Failure to Administer IV Antibiotics as Prescribed and Monitor for Medication Errors
Penalty
Summary
The facility failed to ensure that a resident was free from significant medication errors during their stay. The resident, who had a complex medical history including sepsis, chronic kidney disease, diabetes, and morbid obesity, was admitted from a hospital with orders for intravenous (IV) antibiotic therapy (ertapenem sodium) to be administered daily. Despite these orders, the resident missed two doses of the antibiotic and received ten doses more than an hour past the prescribed time. There was no documentation that these medication errors were reported to the Director of Nursing, the primary care physician, or the responsible party, as required by facility policy. Nursing staff did not document or monitor for side effects during the administration of the IV antibiotic, nor did they conduct or record change of condition assessments following the missed or late doses.
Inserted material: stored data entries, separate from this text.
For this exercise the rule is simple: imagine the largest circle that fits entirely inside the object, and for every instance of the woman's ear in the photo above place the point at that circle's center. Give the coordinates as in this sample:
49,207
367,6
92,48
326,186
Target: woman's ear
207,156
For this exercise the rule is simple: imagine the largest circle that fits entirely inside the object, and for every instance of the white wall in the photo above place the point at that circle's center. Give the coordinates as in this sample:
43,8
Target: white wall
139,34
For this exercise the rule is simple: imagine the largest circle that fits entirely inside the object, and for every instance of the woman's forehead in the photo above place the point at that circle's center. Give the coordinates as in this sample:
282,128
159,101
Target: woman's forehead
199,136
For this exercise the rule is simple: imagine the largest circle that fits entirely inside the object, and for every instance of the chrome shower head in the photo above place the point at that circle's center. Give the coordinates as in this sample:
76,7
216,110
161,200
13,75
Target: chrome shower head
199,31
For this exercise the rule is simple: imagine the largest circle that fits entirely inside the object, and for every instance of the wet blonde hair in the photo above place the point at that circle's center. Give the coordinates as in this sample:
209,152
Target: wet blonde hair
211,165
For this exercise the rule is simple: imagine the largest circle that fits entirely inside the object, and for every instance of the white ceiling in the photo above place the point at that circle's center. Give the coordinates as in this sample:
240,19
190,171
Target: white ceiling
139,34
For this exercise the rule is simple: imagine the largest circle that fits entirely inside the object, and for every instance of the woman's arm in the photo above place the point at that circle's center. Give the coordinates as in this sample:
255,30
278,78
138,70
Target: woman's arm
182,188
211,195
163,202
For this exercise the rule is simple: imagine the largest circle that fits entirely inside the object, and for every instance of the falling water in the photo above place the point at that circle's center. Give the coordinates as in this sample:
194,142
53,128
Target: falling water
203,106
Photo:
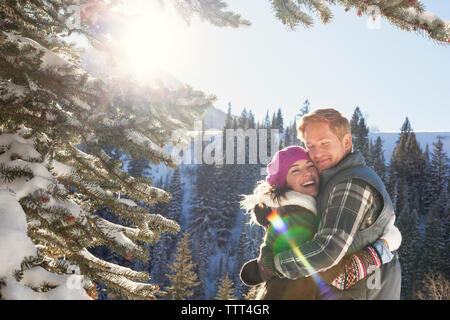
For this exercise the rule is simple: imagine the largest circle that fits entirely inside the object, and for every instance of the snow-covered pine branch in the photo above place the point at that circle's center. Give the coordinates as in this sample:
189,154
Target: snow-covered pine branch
408,15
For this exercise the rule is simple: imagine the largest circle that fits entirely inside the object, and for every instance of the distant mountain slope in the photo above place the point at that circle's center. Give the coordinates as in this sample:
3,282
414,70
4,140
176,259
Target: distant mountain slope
215,119
423,137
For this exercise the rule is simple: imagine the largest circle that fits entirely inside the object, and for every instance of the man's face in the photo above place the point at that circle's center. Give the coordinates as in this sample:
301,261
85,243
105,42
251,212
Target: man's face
324,147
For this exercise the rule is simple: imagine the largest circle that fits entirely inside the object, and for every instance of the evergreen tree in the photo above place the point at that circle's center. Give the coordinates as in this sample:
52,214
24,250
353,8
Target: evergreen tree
171,210
279,121
433,250
225,289
304,109
439,170
409,251
229,118
138,167
243,119
252,293
407,168
378,161
360,134
183,277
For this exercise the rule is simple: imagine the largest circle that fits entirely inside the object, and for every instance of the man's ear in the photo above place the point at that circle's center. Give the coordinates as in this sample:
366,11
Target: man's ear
347,140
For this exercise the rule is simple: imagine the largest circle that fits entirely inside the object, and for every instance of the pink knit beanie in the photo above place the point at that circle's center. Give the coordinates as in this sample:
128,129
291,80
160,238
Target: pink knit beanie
278,168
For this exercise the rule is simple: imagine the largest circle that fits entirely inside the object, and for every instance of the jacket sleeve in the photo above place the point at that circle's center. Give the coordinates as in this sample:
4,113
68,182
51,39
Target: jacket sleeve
349,203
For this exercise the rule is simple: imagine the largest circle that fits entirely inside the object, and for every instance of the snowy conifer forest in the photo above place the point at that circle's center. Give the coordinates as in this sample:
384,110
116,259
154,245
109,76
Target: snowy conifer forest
205,201
112,188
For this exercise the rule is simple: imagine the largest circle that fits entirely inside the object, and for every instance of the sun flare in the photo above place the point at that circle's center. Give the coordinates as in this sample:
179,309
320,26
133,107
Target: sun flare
155,38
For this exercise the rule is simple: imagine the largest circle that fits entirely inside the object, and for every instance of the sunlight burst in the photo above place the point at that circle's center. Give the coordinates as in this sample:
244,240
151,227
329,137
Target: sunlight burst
155,38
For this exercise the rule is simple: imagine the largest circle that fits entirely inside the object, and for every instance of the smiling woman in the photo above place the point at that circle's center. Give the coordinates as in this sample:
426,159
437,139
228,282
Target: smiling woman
154,38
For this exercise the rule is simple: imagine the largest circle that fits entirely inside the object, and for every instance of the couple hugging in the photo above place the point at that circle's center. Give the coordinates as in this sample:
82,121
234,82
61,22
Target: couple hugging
329,221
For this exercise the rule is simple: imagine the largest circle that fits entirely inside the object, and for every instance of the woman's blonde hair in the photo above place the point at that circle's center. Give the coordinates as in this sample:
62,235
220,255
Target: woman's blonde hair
339,125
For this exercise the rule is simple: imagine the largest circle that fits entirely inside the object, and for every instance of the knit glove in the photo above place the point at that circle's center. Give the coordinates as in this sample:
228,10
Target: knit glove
361,264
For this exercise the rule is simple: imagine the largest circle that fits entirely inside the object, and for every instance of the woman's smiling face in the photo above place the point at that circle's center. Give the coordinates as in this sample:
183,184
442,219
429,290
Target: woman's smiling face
303,177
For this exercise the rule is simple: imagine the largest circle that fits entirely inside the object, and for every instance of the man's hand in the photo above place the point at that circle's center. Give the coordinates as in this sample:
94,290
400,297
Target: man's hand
266,264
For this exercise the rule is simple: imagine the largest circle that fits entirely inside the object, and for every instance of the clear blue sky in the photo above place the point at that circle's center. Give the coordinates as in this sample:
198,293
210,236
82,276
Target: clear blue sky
387,72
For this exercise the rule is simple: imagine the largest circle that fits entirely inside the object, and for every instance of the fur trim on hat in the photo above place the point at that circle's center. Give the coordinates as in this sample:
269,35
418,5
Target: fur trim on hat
263,194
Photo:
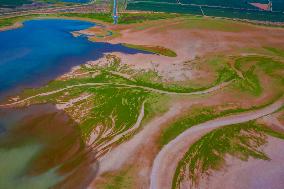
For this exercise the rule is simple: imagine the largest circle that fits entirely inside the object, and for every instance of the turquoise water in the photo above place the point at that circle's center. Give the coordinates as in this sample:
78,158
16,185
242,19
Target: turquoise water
44,49
16,3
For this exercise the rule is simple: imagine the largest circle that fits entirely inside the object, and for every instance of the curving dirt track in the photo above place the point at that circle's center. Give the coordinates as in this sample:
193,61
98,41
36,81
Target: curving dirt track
166,161
209,90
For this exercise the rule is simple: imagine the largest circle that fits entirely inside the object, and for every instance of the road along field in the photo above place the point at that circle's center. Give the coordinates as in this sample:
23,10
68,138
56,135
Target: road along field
157,120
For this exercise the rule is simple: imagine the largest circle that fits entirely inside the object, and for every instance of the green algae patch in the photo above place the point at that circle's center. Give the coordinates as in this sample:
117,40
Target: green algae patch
241,140
153,49
14,162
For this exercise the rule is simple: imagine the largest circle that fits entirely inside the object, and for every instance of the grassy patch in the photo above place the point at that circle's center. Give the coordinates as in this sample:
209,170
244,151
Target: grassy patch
153,49
241,140
196,116
130,18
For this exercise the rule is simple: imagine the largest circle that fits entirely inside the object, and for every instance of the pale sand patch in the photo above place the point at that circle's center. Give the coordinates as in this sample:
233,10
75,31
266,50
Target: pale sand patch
167,160
251,174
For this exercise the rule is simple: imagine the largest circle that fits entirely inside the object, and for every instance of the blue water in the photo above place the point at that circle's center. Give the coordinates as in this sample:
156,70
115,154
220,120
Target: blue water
43,49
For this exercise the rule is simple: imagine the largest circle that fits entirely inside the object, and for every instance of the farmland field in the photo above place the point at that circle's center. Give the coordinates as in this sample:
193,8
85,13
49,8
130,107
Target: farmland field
228,9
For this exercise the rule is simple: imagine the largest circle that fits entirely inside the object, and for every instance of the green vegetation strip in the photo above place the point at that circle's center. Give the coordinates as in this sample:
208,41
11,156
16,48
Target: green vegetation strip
125,18
242,141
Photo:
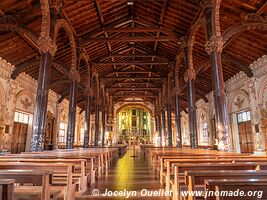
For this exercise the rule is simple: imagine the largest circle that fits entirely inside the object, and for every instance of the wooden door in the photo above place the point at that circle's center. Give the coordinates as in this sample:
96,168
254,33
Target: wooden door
19,137
245,137
49,132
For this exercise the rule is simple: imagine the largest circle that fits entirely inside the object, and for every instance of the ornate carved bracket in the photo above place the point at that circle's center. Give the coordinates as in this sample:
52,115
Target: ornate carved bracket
177,91
215,43
204,4
74,75
190,74
57,5
46,45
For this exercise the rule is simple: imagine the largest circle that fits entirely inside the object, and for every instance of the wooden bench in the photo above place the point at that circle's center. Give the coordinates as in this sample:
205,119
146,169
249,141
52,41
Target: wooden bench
6,189
35,177
79,168
195,180
167,173
68,185
258,187
179,169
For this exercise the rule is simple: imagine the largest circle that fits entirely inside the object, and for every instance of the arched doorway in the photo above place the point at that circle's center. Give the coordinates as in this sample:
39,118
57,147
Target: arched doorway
134,122
49,132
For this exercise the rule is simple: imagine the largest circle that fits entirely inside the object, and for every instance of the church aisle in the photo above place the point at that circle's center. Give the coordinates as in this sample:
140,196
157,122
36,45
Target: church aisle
129,174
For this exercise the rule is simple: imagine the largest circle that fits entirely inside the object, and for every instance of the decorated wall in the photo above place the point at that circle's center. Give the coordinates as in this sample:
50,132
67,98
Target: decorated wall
18,96
244,95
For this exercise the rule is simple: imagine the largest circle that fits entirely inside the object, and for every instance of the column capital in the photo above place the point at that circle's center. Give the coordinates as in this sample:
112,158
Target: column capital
57,5
177,90
190,74
46,45
204,4
215,43
74,75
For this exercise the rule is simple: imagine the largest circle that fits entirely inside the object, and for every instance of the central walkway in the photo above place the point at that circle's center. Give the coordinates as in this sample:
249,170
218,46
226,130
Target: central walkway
130,174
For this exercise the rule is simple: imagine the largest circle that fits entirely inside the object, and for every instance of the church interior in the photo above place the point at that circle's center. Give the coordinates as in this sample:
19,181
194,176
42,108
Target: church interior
133,99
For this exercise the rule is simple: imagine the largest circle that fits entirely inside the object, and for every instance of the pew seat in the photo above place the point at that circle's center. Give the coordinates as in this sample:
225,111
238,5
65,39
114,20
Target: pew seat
258,187
7,189
34,193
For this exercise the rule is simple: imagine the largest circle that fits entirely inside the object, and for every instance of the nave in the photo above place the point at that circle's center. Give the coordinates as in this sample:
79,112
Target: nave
81,81
151,172
130,174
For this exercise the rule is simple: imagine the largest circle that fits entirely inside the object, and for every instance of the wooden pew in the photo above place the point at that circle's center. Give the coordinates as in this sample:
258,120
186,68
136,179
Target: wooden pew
257,186
169,163
79,168
68,185
181,168
195,180
6,189
36,177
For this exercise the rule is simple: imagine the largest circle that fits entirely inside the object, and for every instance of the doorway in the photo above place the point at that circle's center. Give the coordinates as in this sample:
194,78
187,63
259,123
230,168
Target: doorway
49,132
20,130
245,132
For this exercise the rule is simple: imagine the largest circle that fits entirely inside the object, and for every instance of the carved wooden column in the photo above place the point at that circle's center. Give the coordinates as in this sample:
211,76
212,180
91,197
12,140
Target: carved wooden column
87,120
178,130
160,128
103,128
164,132
96,121
47,50
169,113
190,76
214,48
169,118
75,78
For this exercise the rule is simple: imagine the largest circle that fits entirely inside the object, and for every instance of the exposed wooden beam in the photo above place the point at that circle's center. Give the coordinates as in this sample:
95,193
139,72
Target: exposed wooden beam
132,88
21,67
84,41
132,56
132,63
134,72
140,30
132,78
135,96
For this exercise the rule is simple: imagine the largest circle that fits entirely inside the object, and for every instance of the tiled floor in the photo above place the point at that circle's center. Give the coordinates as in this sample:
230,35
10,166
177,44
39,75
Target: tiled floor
130,174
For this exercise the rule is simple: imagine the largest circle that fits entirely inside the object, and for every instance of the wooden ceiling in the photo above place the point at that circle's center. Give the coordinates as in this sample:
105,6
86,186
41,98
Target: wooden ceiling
133,43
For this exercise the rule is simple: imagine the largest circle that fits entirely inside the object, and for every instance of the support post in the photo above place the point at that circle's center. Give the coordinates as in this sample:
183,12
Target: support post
39,119
190,76
74,77
214,48
96,122
87,124
103,128
169,118
47,50
163,126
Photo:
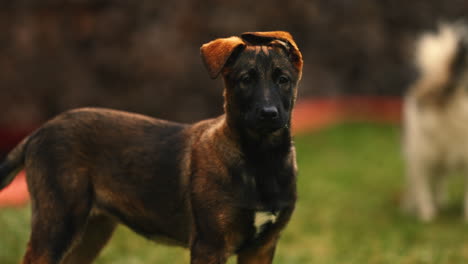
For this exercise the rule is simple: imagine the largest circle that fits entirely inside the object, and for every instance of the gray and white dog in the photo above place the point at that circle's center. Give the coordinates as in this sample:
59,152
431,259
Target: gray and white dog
436,120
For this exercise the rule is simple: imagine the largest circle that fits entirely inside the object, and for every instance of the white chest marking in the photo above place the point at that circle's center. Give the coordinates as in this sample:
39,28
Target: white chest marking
262,218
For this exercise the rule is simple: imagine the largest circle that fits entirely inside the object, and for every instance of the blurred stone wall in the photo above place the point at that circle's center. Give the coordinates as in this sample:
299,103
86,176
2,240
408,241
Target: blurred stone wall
143,55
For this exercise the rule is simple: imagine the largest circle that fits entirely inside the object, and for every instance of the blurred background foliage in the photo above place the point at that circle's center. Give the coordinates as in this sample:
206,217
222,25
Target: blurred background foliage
143,55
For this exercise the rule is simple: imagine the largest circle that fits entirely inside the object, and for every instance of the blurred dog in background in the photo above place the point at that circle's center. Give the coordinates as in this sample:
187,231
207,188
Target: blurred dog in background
436,119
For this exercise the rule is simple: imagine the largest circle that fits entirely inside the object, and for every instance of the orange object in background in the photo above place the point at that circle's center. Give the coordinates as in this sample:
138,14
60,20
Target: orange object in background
16,194
309,115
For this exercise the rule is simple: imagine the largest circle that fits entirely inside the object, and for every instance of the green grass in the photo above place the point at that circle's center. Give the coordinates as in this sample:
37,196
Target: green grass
350,183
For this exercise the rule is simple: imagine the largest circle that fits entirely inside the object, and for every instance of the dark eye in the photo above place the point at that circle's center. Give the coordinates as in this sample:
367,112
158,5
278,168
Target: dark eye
283,80
246,79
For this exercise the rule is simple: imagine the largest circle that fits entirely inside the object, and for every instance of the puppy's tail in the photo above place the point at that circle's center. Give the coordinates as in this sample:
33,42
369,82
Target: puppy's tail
12,164
440,57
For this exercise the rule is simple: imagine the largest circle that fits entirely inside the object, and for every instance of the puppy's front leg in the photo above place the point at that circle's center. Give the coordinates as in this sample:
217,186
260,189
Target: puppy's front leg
465,203
420,176
207,252
262,255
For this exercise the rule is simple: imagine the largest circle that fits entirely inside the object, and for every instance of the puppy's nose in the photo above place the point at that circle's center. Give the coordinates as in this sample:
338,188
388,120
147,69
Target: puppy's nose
268,113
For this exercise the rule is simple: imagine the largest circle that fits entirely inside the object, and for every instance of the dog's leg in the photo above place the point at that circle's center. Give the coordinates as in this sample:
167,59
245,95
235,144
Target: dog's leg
262,255
98,231
420,189
440,187
60,208
465,202
203,252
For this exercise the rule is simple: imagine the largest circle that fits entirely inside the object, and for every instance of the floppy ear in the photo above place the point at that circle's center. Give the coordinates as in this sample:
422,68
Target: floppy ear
264,38
216,53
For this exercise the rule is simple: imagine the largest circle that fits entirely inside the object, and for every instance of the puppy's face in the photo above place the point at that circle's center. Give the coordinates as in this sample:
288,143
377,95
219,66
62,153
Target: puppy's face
261,71
261,87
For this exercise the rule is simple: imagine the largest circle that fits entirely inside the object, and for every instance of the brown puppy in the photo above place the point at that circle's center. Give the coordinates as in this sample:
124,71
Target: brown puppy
201,186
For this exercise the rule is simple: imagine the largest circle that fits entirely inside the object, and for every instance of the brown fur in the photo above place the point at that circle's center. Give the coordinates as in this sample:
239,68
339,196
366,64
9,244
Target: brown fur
198,186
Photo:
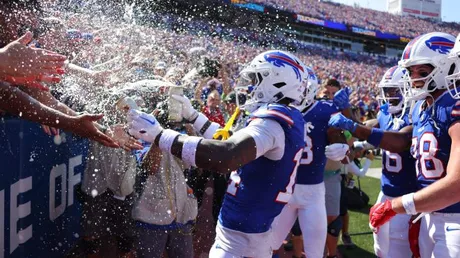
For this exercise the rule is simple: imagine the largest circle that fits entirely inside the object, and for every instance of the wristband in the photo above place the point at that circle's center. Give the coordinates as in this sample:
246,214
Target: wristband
205,127
408,203
376,137
166,139
200,121
189,150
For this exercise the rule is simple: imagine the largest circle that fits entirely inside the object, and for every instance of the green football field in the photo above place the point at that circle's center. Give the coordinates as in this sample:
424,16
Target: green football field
359,223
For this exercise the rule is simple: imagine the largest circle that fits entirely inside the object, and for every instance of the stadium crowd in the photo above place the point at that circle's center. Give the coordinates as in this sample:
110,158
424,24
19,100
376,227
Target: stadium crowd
407,26
98,63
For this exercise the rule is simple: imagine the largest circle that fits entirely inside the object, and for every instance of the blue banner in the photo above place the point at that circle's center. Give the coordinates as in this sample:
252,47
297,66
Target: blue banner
39,209
323,23
363,31
256,7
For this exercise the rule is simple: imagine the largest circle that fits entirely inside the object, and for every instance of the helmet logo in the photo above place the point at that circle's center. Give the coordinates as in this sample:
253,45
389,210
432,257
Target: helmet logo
311,74
279,59
440,44
390,73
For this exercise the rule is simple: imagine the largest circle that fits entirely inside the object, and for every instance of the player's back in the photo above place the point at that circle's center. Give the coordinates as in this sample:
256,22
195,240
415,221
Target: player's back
431,142
311,169
398,169
258,191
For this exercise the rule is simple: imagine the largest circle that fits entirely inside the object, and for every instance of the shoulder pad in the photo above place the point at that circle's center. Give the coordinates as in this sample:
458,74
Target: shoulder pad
279,113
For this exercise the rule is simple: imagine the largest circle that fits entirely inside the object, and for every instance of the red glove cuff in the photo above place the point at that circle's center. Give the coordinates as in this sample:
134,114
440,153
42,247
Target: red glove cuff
381,213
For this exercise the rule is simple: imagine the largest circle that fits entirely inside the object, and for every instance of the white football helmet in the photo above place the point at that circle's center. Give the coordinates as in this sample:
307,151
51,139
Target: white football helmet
270,77
391,87
454,73
311,89
431,49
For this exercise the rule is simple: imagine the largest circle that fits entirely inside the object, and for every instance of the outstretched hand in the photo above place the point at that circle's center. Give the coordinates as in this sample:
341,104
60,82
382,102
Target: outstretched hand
84,126
23,65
The facility's policies required that all medication errors be documented, reported, and reviewed, and that any change in a resident's condition, including missed or late medication doses, be communicated to the appropriate parties and recorded in the resident's medical record. However, interviews with nursing staff and the DON confirmed that these steps were not taken, and no audits or follow-up actions were documented regarding the missed or late doses. The lack of timely administration and monitoring of the IV antibiotic, as well as the failure to follow established protocols for reporting and documenting medication errors and changes in condition, resulted in the resident not receiving antibiotics as prescribed. This had the potential to contribute to the resident's subsequent transfer to a general acute care hospital. The facility's failure to adhere to its own medication administration and change of condition policies was confirmed through interviews, record reviews, and policy examination.